アメリカは中国に対して、従来以上に厳しい姿勢で接しており、先日の日米首脳会談でも台湾問題について触れたことは大きな話題となった。
米中衝突の舞台は台湾となる可能性が高い。これは多くの専門家が指摘するところだ。
一方で、こうした見方を陰謀論や行き過ぎた中国脅威論だと見る向きもある。中国の軍事的拡大は紛れもない事実であるが、「損得を考えた場合、アメリカとの武力衝突は避けるはずだ」という楽観的な見立てをする人も一定数いる。たとえば岡田充・共同通信客員論説委員は「『台湾有事』はアメリカが言うように近いのか」という記事(東洋経済オンライン 4月22日)で、むしろアメリカには別の思惑があって危機を煽っているのではないか、と分析している。
では、有事となった際に、もっとも危険な現場に部下を赴かせる立場の自衛隊幹部たちはどう見ているのか。
もっともリアリティを持って分析をしている自衛隊の幹部たちの思考に触れる機会は少ない。現役の時には発言に慎重にならざるを得ないという面もあるのだろう。
元幕僚長らの座談会という形式で著された『自衛隊最高幹部が語る令和の国防』は、彼らの本音を知るうえで格好のテキストである。同書に元幹部として登場しているのは岩田清文・元陸上幕僚長、武居智久・元海上幕僚長、尾上定正・元航空自衛隊補給本部長。座談会の進行役は、安倍政権で国家安全保障局次長を務めた兼原信克氏である。
外交、軍事のプロフェッショナル・エリートたちは、それぞれが台湾有事についてどう見ているか、印象的な発言をご紹介してみよう(すべて引用は『自衛隊最高幹部が語る令和の国防』より)。
日本の“無力化”を図る中国
まずは兼原氏の見立てと懸念である。
「台湾問題はダイレクトに日本にも関わってきます。反撃する米軍が日本の米軍基地や自衛隊を使わないはずはないので、台湾侵攻を試みる場合、中国はあらかじめ日本の無力化を図ろうとするでしょう。全面的に日本に斬りかかってくるのか。あるいは先島諸島や与那国等の、台湾に近い島々だけを攻撃対象としたハイブリッド戦を仕掛けてくるのか。そもそも先島諸島が北方領土のように中国に奪われる危険はないのか。

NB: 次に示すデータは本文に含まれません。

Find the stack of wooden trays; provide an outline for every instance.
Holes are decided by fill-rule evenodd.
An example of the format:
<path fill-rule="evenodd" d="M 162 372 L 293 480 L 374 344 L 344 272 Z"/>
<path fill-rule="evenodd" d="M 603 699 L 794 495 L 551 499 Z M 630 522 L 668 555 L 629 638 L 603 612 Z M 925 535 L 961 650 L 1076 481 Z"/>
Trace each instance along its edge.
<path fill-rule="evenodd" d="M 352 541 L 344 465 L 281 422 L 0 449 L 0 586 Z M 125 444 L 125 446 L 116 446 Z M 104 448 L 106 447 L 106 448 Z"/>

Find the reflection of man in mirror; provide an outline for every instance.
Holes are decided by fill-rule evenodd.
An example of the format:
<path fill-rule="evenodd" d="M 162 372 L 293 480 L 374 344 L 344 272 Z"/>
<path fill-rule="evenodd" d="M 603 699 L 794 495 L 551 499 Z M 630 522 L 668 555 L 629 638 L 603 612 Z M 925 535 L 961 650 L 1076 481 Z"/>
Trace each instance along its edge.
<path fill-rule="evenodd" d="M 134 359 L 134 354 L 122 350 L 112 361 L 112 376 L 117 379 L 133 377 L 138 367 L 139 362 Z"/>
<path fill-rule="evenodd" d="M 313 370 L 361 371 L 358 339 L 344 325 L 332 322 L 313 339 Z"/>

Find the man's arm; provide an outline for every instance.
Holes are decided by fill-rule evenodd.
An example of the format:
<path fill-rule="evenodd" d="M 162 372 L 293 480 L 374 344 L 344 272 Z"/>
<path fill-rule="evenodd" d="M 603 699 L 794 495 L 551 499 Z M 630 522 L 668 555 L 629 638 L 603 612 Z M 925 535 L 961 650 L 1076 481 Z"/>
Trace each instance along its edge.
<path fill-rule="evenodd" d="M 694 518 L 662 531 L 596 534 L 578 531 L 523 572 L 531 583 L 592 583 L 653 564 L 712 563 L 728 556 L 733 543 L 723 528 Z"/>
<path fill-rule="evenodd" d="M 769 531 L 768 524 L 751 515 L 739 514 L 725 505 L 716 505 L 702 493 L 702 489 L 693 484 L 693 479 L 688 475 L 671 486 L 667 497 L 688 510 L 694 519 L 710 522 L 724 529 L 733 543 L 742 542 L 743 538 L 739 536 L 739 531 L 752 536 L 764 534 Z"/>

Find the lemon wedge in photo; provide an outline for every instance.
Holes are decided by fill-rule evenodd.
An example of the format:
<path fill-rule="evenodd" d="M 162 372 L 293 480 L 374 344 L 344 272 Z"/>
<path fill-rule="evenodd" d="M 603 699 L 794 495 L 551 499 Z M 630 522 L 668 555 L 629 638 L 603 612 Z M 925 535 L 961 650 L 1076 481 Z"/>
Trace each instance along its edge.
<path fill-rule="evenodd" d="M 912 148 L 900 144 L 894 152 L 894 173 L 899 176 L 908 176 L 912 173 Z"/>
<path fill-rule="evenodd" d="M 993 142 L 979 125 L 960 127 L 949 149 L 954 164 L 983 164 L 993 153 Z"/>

私が懸念しているのは、日本の西南方面でサイバー攻撃、EMP攻撃(電磁パルス攻撃)などを使って通信網や電力網が無力化され、自衛隊の継戦能力がなくなってしまうことです。また、経済面も心配です。中国が本気で日本と戦うとなったら、海上封鎖をするかもしれない。その場合、エネルギーと食糧と鉱物資源の輸入が途切れます。中国に深く根を張っている日本の製造業のサプライチェーンも対日制裁によって断絶されるでしょう。これに日本は耐えられるのか」
台湾独立派を殺傷し、新政権を樹立して寝返らせる
「台湾は日本防衛の最前線」と語る岩田氏は、中国が台湾に侵攻してくる場合の展開をこう読む。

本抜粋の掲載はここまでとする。